The idea that practically anyone can run is part of what made me believe that I could do it too. Running with groups has shown me that runners come in all forms: young, old, tall, short, fat, thin. To watch runners has been to forget about conventional notions of physical beauty, and marvel at how no two bodies move in the same way. I know an elegant woman who runs with her arms mostly straight down; a fast one who seems to shuffle her feet at impossible speeds, barely lifting them off the ground; a powerful one who jumps from one step to the other.
In a country like America, there’s no shortage of diversity among runners. The barriers to access are very low—literally (1) have shoes (though I have seen barefoot runners) and (2) find a place to run. For this reason, running is the most egalitarian of sports. And so, during the many miles I have spent running alongside strangers (many of whom, gradually, stopped being such), I have met salespeople and hedge-fund investors, creative individuals and practical ones, doctors and mothers running to fill the empty nests left by their college-bound offspring. I have met single and married people; once, a whole family—mom, dad, and two children—came to a run. I’ve hung out with loud, funny team members and shy, focused athletes. Black, Asian, Latino, white, and everything in between; I’ve run with them all.
Someone once described running to me as a “community-based, individual sport.” No one can run for you, but your pack makes a big difference. To me, joining not one but two teams has meant finding my place in a community that does not necessarily reflect my social background, career path, or even my values, and meeting people I would not otherwise have crossed paths with.
I know that runners are everywhere. But when I think about the people I met through the running community, I see the best of America. And, of course, the best of that gritty, gorgeous monster that is New York City.
You can’t hide, but you can run
People often ask what I think about during long runs. I think about all sorts of things—writing and people I know; good comebacks for past conversations and what I’m going to eat afterward. Most of it isn’t very exciting or important.
What is important is what I feel. Even on a good running day, I’ll go from feeling excited to demoralized to angry to serene and back to anxious. Each feeling evolves into the other, sometimes predictably, sometimes unexpectedly. Sometimes I go out on a run and I hate the whole thing, and hate myself for putting my body through it. But even when I’m furious, I just try to keep going. Pushing through is what distance running is all about. When I manage to do it, it feels awesome.

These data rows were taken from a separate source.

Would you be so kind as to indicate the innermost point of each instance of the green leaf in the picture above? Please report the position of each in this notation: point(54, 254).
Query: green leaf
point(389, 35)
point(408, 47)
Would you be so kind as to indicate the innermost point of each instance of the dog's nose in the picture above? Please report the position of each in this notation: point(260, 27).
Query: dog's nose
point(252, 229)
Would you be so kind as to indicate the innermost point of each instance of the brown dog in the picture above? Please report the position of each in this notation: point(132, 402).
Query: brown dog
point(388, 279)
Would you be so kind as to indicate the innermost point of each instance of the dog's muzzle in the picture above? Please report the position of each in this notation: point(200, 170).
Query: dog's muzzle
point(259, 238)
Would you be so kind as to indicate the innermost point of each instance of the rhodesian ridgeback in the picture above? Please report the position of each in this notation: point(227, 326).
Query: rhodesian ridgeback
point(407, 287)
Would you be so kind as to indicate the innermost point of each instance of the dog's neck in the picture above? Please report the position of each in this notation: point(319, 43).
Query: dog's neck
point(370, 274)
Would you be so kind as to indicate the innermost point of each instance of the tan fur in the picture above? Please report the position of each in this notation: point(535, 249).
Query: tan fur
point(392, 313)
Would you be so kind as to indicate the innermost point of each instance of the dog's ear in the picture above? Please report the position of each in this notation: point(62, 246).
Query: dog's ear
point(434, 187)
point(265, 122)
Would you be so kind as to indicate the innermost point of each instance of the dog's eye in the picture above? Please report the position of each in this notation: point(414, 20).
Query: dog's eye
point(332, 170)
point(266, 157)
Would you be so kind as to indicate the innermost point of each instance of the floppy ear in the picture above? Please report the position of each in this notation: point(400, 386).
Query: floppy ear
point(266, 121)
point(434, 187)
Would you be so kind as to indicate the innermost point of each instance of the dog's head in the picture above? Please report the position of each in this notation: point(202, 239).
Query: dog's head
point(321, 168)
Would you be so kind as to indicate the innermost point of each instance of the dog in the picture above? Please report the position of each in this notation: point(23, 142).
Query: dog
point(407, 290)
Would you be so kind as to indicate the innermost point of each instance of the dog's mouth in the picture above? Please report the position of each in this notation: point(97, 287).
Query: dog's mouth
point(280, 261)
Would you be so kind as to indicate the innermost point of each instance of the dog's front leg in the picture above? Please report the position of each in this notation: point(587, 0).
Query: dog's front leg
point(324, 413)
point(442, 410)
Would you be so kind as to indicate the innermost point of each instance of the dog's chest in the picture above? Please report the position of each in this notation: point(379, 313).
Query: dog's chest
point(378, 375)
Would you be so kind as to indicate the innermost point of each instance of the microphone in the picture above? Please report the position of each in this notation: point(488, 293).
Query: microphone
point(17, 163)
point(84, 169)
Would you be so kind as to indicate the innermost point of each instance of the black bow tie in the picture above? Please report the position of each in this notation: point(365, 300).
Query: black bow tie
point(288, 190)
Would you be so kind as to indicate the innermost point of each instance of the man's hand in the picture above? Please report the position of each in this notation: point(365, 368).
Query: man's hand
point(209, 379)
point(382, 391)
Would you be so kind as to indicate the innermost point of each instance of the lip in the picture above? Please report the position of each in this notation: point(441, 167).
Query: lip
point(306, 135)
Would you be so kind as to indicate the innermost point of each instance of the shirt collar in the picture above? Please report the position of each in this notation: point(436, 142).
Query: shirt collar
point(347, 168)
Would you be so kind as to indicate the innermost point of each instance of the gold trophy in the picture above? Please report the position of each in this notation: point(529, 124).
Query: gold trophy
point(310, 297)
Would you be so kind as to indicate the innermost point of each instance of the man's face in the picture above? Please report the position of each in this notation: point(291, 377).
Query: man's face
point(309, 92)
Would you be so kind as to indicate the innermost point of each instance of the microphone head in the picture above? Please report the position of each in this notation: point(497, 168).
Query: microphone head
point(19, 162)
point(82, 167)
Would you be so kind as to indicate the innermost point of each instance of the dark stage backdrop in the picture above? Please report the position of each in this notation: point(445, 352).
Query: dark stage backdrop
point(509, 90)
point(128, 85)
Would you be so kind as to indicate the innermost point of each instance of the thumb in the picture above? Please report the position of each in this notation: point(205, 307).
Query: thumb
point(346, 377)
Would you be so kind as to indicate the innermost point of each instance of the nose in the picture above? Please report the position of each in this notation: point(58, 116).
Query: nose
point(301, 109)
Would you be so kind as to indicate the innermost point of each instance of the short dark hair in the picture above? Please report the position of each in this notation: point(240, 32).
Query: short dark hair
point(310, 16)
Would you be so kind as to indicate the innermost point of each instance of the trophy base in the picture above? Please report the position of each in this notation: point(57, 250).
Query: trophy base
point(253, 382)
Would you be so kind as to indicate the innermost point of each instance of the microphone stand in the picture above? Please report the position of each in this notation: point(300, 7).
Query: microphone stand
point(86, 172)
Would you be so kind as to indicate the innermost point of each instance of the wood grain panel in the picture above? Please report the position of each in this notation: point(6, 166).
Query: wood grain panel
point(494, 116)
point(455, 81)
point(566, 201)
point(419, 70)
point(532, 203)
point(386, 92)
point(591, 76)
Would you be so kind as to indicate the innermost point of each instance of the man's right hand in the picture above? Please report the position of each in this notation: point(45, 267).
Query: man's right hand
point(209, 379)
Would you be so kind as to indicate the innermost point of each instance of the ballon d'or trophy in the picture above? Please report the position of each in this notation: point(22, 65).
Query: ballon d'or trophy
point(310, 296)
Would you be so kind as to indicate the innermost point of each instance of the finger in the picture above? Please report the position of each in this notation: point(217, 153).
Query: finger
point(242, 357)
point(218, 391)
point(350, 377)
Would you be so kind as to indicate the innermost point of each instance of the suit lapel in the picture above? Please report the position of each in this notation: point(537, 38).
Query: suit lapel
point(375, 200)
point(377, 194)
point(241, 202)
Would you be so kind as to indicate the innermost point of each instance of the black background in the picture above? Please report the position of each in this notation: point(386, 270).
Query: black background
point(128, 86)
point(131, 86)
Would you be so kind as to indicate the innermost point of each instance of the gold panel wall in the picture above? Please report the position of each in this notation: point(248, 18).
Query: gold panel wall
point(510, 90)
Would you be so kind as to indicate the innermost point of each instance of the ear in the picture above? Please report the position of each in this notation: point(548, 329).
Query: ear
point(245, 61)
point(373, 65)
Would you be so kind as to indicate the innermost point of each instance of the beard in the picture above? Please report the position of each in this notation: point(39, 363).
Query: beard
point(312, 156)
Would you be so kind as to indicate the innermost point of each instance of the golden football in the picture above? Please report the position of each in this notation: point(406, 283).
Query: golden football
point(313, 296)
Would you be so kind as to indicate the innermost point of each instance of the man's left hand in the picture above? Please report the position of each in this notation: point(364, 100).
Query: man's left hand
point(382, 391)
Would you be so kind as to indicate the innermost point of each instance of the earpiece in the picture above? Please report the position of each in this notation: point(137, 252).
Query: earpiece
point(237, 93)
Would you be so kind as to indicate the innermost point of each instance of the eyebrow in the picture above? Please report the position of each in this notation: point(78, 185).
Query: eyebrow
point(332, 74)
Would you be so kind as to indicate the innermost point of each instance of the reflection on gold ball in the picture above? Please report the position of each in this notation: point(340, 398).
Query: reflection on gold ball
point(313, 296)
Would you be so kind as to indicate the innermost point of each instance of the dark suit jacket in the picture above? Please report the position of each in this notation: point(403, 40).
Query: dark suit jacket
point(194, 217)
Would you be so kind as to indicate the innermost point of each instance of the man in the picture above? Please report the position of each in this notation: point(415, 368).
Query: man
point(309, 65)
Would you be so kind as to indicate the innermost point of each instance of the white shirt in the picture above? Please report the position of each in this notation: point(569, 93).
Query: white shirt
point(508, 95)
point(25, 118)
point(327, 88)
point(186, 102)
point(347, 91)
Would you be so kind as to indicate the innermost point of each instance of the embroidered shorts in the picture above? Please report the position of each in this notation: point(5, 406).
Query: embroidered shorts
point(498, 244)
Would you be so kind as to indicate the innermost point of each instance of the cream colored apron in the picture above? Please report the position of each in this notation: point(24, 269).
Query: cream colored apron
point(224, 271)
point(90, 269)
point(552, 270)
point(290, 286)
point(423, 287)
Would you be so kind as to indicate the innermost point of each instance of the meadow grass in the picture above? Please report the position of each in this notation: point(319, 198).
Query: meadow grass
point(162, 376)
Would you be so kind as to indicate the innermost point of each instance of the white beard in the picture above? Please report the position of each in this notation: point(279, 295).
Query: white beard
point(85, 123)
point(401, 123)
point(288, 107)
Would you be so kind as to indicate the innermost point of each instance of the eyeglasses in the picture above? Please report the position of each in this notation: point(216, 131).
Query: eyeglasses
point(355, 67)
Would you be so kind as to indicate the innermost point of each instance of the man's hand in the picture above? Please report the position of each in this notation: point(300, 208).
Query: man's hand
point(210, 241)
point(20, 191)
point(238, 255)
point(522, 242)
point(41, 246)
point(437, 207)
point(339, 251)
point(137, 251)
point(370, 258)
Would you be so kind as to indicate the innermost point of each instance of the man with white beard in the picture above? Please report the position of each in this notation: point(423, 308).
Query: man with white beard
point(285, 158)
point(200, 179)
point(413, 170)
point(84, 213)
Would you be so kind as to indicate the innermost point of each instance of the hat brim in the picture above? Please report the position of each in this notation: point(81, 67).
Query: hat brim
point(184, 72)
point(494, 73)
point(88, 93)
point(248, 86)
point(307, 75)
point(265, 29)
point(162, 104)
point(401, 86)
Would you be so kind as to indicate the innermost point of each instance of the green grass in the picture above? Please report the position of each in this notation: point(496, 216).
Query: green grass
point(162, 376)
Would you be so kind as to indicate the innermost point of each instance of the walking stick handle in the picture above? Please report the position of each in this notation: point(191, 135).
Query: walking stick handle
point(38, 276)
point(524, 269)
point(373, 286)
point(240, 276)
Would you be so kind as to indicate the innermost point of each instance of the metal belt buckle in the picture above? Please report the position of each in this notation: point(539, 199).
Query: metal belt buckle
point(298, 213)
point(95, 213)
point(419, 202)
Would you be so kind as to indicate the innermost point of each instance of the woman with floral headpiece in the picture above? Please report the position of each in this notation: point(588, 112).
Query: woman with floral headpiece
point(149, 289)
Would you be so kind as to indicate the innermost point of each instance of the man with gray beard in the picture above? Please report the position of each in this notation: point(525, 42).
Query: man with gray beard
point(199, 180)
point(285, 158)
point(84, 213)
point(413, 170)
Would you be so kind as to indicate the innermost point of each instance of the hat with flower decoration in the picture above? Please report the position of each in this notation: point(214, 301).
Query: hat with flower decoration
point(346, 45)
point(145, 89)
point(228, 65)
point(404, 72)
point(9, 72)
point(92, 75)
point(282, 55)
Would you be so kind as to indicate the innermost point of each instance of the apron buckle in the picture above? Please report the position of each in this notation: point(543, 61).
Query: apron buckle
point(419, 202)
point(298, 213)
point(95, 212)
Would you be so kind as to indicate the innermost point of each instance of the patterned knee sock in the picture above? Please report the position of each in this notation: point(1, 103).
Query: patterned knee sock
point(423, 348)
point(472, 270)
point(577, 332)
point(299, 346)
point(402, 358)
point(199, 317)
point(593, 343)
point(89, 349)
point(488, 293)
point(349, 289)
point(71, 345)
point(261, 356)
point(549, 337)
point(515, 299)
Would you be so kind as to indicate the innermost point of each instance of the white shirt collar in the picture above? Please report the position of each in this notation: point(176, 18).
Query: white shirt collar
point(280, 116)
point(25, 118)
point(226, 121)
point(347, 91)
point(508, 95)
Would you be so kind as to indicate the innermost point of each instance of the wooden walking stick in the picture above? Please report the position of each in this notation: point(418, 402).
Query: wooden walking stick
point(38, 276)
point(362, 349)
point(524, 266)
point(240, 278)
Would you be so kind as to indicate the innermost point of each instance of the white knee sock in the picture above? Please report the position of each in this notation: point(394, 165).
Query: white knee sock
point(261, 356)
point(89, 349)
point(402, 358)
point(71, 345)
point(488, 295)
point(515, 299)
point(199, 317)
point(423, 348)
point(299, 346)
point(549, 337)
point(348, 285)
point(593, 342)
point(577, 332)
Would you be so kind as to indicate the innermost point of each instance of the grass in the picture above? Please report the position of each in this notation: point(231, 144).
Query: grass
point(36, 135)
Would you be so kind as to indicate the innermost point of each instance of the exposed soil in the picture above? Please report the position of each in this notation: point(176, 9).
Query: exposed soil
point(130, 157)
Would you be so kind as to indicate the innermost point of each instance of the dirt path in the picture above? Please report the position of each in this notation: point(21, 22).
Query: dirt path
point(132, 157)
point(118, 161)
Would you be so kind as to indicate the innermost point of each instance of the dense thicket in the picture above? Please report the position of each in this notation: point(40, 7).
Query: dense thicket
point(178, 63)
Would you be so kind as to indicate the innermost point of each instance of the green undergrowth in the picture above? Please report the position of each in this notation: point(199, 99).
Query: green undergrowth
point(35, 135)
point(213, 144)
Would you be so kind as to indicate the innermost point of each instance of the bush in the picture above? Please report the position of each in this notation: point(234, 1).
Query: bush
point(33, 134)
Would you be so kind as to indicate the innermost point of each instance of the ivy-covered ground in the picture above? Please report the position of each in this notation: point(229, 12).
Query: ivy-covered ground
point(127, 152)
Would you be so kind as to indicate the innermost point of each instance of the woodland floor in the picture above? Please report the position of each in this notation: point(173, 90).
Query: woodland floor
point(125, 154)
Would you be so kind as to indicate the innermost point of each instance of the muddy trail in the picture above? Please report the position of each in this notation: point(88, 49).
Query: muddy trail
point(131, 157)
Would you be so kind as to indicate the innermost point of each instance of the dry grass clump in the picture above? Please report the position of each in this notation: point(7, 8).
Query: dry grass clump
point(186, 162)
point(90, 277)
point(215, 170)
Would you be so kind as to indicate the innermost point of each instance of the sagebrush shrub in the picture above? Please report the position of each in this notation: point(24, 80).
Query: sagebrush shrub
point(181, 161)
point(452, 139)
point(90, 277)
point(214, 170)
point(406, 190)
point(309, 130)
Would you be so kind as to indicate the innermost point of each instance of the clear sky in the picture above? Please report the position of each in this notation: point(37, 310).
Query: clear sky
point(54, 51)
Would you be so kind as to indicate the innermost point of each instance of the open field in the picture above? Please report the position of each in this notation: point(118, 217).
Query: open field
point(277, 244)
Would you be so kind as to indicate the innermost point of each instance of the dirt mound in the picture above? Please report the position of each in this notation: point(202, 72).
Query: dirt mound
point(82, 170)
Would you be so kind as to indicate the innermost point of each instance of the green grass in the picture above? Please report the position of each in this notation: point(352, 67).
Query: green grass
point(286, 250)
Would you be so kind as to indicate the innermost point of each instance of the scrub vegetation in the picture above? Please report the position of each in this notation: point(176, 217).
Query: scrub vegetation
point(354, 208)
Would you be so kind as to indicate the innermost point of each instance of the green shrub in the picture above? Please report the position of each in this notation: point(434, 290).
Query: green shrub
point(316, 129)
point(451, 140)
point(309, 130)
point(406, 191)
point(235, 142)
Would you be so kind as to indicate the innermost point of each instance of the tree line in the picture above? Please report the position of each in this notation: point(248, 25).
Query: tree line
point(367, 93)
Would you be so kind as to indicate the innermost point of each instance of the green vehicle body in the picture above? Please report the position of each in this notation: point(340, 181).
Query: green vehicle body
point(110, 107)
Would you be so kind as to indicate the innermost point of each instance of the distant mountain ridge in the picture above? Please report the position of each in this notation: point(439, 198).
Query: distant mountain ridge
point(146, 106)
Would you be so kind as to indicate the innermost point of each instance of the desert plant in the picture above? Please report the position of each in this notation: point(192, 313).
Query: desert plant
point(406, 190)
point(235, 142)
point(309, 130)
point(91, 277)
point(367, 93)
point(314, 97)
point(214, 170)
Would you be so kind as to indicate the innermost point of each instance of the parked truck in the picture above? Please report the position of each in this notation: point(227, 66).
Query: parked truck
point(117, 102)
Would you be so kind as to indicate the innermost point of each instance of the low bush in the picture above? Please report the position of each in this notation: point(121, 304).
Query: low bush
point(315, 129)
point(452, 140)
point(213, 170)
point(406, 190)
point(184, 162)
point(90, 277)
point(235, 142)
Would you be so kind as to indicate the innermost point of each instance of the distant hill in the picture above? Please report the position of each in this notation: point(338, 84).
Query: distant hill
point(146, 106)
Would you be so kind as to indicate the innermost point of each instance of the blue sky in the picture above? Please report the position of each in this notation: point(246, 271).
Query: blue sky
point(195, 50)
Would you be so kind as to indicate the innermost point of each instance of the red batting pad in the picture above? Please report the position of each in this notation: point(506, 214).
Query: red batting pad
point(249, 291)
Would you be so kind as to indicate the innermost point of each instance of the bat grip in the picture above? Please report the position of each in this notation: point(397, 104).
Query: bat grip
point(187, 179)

I started running to get away from myself. That didn’t exactly fly. But if running didn’t cure all my neuroses or turn me into an entirely new person, it sure helped me get through some days when the anxiety of not being good enough felt like a paralyzing cramp. If all else failed—see?—I could still run.
And so the last thing that running taught me was, I think, about how to live. Some days or weeks or years, life feels like an endurance sport, and you question how you can possibly keep going. And then, usually, you can. Slowly maybe; sometimes stopping to rest. But still pushing through.